Tuesday, March 29, 2011

Sister I see you...

...dancing on the stage of memory
Sister I miss you

All I am begins with you
Thoughts of hope, understood
Half of me breathes in you
Thoughts of love remain true
-The Nixons, "Sister"

Missing my Appie today. I can't believe it's been 4 years since we said goodbye. She should be here to see what her great-grandchildren are like. She should be here to give me a reality check when I complain about raising kids in an era of disposable diapers and automatic dishwashers. She should be here to hug me when I need someone who truly loves me the best.

(Appie feeding my brother)

I don't mean this to be a downer of a post, but between the rain and the anniversary of her death, I'm feeling just a bit down. I know I should celebrate her life by writing about all the wonderful things she was to me. The way she'd do something special for your birthday, even if it's a coconut cake that takes 3 days to make. The way she'd stop whatever she was doing if you dropped by to visit. The way her cookie jar was always full. The backyard parties she'd throw. The way her family adored her. All the beautiful, wonderful things she taught us.

But today, I just miss her and wish she was here.

When I was a little girl, one of my favorite games to play with her was "mailbox." We'd write each other notes and leave them in a certain spot on her hearth for the other to find and read. It was just a silly little thing, but it was our thing. For Valentine's Day 2007, I gave her a decorated mailbox with a special secret note inside. She wrote me a special secret note back, but didn't give it to me right away. I got the mailbox a couple of months later - after she had already passed away. I couldn't even open the box for a very long time. Opening the letter took even longer. Mom kept asking why I didn't read it, but I just couldn't. I wish she was here to play mailbox now.

(me & Appie)

My brother, aunt, cousin and I started playing an online Scrabble game last night, and I couldn't help but think how much she'd love it. She was a Scrabble master and would take you down, no holds barred, no guilt, every time. Guess that daily crossword puzzle worked to her advantage. And she was as high-tech as anyone in the grandparent generation, emailing her grands because she understood that meeting us where we already were was the only way to stay in touch. I know she'd be a Facebook/texting/social media rockstar if she were here to see the communication revolution we're going through now. Hell, she'd probably have 10,000 Twitter followers. She'd have loved to play online Scrabble against my brother as he's tapping letters out on his iPhone.

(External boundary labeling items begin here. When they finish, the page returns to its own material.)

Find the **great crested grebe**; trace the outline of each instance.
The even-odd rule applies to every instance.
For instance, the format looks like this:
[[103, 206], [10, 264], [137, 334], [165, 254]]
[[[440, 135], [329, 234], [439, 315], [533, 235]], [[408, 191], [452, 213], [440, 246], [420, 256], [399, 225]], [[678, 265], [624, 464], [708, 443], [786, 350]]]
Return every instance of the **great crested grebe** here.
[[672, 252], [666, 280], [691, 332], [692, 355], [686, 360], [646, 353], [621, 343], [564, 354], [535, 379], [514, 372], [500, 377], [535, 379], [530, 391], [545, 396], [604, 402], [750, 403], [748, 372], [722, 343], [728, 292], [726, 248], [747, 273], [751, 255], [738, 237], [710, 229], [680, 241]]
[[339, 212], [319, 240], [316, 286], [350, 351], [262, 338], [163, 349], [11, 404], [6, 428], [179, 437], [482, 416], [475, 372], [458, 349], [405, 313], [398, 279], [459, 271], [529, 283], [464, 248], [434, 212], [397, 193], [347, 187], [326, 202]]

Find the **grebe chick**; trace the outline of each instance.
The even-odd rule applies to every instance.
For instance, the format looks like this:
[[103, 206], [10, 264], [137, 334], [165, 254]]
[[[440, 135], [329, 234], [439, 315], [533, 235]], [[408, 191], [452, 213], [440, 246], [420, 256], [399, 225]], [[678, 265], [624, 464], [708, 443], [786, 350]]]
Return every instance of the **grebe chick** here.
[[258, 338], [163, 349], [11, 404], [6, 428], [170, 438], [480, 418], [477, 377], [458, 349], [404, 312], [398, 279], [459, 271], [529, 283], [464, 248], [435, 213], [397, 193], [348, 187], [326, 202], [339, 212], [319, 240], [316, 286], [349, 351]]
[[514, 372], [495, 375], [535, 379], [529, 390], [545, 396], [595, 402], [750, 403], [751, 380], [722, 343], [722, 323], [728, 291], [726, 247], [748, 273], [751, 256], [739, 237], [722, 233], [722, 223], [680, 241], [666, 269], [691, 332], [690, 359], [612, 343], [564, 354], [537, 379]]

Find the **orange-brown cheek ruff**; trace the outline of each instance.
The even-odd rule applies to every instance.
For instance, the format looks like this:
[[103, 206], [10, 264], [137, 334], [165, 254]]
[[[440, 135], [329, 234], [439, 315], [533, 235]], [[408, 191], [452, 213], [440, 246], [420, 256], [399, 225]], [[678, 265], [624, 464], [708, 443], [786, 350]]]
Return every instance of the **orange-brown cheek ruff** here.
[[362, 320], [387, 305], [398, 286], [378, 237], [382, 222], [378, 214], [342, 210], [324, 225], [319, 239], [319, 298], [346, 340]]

I wish she could see my adorable little boys. She'd laugh at the silly 3 year old-isms that Jay comes up with. She'd get a kick out of Luke's crazy hair. And then she'd be all no-nonsense and would have told me to cut it before it grew to be nearly as ridiculous as I let it get.

(Appie & Papa at my folks' house)

I just miss her.

7 comments:

Sush said...

Ahh Jen...I know...
Loves~

Annie said...

You will still miss her after thirty-four more years. Believe me, I know how you feel. Some people are just too special and leave us way too soon.
Love you,
Annie

Brandi said...

I know it doesn't help with the fact that you miss her, but I'm so jealous about your wonderful, close, extended family! Tell the stories often to Jay and Luke so they know where they came from.
--Brandi

Anonymous said...

She IS right here - in so many ways. Love, AJ

Anonymous said...

Jen,
I so know how you feel.Don't think there is a day that goes by that I don't miss my Grandmama! Hang in there. I know she is so proud of you!Mary Suzanne

Anonymous said...

I made it through without crying! Miracle upon miracles!
Appie was such a special lady, and I really believe that she DOES see Luke's hair and hear Jay's silly comments. I think she is their guardian angel, with them all the time, keeping them safe from boogie men and cheering them on through surgeries. I wish she was here to play Scrabbler with us too.
LYTB,
Jamie

Unknown said...

You have adopted her no-nonsense approach to mothering like she had, as evidenced not by your having perfect children (like Jay's nekkid streak through the family room after his bath the other night!) but by your consistent, loving setting of boundaries. She would be so proud of what you are doing in the way you are mothering. As if she needed another excuse to be proud of you!

I miss her too. I will never not miss her.